Sacudió la ceniza de su Lucky Strike y se rascó los huevos por encima del calzoncillo.
—Apúntame cien pavos.
Me lanzó una mirada de desaprobación, se quitó el lápiz de detrás de la oreja y lo anotó. Después se frotó la muñeca derecha donde tenía un moratón.
—¿Es la marca de las esposas?
—Si —contestó—. Me las ajustaron que no veas, los muy mamones.
—¿Cuánto tiempo estuviste detenido?
—Pasé toda la noche. La mitad del tiempo estuve sentado en una silla metálica que me machacaba la espalda sin piedad. Dos detectives me estuvieron amenazando todo el tiempo y el mocoso del fiscal no paraba de decirme que me iba a empapelar por el caso de los DiMaggios a menos que largarse contra Grasso. Como si yo fuera a hacer algo así. Los muy capullos, ¡Dios!
—¿Grasso ha mandado a su abogado para sacarte?
—Sí —afirmó—. Brady Coyle apareció sobre las ocho de la mañana todo almidonado. Al final no habría hecho falta que viniese.
—¿Por qué? —pregunté.
—Justo al amanecer me sacaron del calabozo y me llevaron a la oficina del jefe. Me quitó él mismo las esposas, me dio la mano y se deshizo en disculpas. Me hizo sentar en una de sus sillas de cuero y me ofreció café y bollos. Después volvió a disculparse. No hacía más que llamarlo «un malentendido». Me pidió que no le guardara rencor.
—¿A qué venía eso? —pregunté divertido.
Pero Zerilli respondió:
—¿Quién es el gilipollas del sombrero?
Los dos miramos a Mason a través de la ventanita del despacho de Zerilli. Allí estaba, todo larguirucho, con su sombrero y su chaquetón sonriendo al hojear una revista porno que volvió a colocar en el estante.
—Está conmigo —le dije—. Le pedí que se quedara en el coche, pero no está acostumbrado a recibir órdenes.
—Mientras no intente subir aquí me da igual.
—Si lo intenta —contesté—, le pego un tiro yo mismo.
—Me estaba comiendo el bollo —continuó Zerilli— cuando irrumpieron en la sala esos dos retrasados de Polecki y Roselli. El jefe me los presentó con mucha seriedad, como si no conociera a esos dos capullos.
—¿Qué quería ese par?
—Los cuatro, la pareja de idiotas, el fiscal niñato y el jefe, arrimaron las sillas y se sentaron formando un círculo a mi alrededor. Me enseñaron una puta foto de un oriental con una cazadora de cuero negra que observaba uno de los incendios. Creo que fue en el que murió DePrisco. Pobre muchacho. He empezado una colecta aquí en la tienda, para su mujer y sus hijos.
Mason se estaba sirviendo una taza junto a la máquina de café. Echó un vistazo rápido al despacho de Zerilli, pero al ver que le observaba muy serio desvió rápidamente la mirada.
—Era el mismo tío que me enseñaste la última vez —me dijo Zerilli—. ¿No la habrán conseguido gracias a ti, verdad?
—Joder, no.
—Menos mal, eso pensaba.
Mason se sirvió una segunda taza y cogió varios paquetes de azúcar y otros tantos envases individuales de leche.
—¿Y qué paso después? —continué preguntando.

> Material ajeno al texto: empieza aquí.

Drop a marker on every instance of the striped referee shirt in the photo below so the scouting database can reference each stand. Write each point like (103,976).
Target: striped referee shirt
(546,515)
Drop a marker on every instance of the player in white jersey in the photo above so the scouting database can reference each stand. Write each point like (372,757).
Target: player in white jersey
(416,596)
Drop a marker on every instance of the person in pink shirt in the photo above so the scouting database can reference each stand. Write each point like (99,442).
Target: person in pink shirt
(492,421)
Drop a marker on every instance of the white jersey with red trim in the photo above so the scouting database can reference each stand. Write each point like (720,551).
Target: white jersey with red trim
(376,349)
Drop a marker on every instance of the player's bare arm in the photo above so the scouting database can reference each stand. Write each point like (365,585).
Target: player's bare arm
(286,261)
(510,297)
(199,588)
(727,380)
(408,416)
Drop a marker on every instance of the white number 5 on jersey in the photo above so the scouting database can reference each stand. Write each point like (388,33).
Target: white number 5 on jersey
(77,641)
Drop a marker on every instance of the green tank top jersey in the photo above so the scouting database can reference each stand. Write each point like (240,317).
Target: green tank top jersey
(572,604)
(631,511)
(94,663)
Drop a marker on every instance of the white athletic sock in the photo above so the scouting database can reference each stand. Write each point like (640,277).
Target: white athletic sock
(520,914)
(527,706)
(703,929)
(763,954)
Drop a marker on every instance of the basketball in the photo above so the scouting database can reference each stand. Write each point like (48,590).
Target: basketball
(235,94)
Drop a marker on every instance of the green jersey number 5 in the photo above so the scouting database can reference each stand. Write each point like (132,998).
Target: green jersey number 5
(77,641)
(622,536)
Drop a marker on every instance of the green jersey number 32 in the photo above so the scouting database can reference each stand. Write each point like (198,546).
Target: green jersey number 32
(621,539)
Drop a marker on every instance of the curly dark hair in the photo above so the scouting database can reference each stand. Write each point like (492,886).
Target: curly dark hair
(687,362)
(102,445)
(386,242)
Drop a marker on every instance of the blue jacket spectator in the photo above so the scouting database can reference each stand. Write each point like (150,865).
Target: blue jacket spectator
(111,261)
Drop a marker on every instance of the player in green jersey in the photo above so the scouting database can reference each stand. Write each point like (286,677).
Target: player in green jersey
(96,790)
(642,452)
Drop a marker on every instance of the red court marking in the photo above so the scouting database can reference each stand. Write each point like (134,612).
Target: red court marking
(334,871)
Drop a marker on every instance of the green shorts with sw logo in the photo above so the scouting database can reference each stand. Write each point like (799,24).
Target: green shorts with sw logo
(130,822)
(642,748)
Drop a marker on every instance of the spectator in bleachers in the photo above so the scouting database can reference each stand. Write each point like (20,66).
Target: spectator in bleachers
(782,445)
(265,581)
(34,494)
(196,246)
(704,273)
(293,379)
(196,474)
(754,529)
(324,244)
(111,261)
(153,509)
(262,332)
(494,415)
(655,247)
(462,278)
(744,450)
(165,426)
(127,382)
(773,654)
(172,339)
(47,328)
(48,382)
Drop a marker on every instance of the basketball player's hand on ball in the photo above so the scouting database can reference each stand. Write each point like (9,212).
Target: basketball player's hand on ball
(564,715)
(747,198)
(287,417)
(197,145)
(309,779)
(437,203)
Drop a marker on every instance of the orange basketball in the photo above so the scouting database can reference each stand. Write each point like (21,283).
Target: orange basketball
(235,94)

—El jefe dijo que tienen verdaderas ganas de trincar a ese tío y me preguntó si yo accedería a repartir la foto entre los DiMaggios para que estuvieran alerta.
—Increíble —dije.
—Sí. De un día para otro pasamos de ser una amenaza para la sociedad a casi ser galardonados.
—Oficial Zerilli —dije con sorna.
—Oye, cabrón; eso no tiene gracia, Mulligan.
—¿Y entonces declinaste su propuesta?
—¡No, qué va! No saco nada si les cabreo —dijo. Y añadió—: Además, yo también le tengo ganas al cabrón ese. Me han dado este taco de fotos —dijo, al tiempo que pasaba su mano pálida y huesuda por un montón de copias de diez por quince que guardaba boca abajo en su escritorio—. Se las voy a pasar a los chicos esta noche.
En ese momento, Mason estaba en la caja pagando sus cafés.
—Por supuesto, me pidieron que me asegurara de que los chicos no le daban una paliza en caso de que le pillaran. Les dije que no habría problema. Me han pedido que les quite los bates, que la idea de una patrulla ciudadana fue muy buena, pero que darles un arma era buscarse problemas.
—¿Y qué les contestaste?
—Que no iba a mandar a los muchachos a patrullar de noche sin algo para protegerse. «Como veáis: bates o semiautomáticas», les dije.
—Bien hecho —contesté, y me levanté para marcharme.
—Oye, me he enterado de que te birlaron la radio del coche la otra noche —me dijo Zerilli.
—¿Quién te lo ha dicho?
—No te lo puedo decir. Pero si te pasas por el sitio de Deegan te puede instalar gratis uno nuevo. Es un favor que me debe. Quién sabe, igual resulta que es el mismo que te robaron. Ya le he adelantado que te pasarías a verle.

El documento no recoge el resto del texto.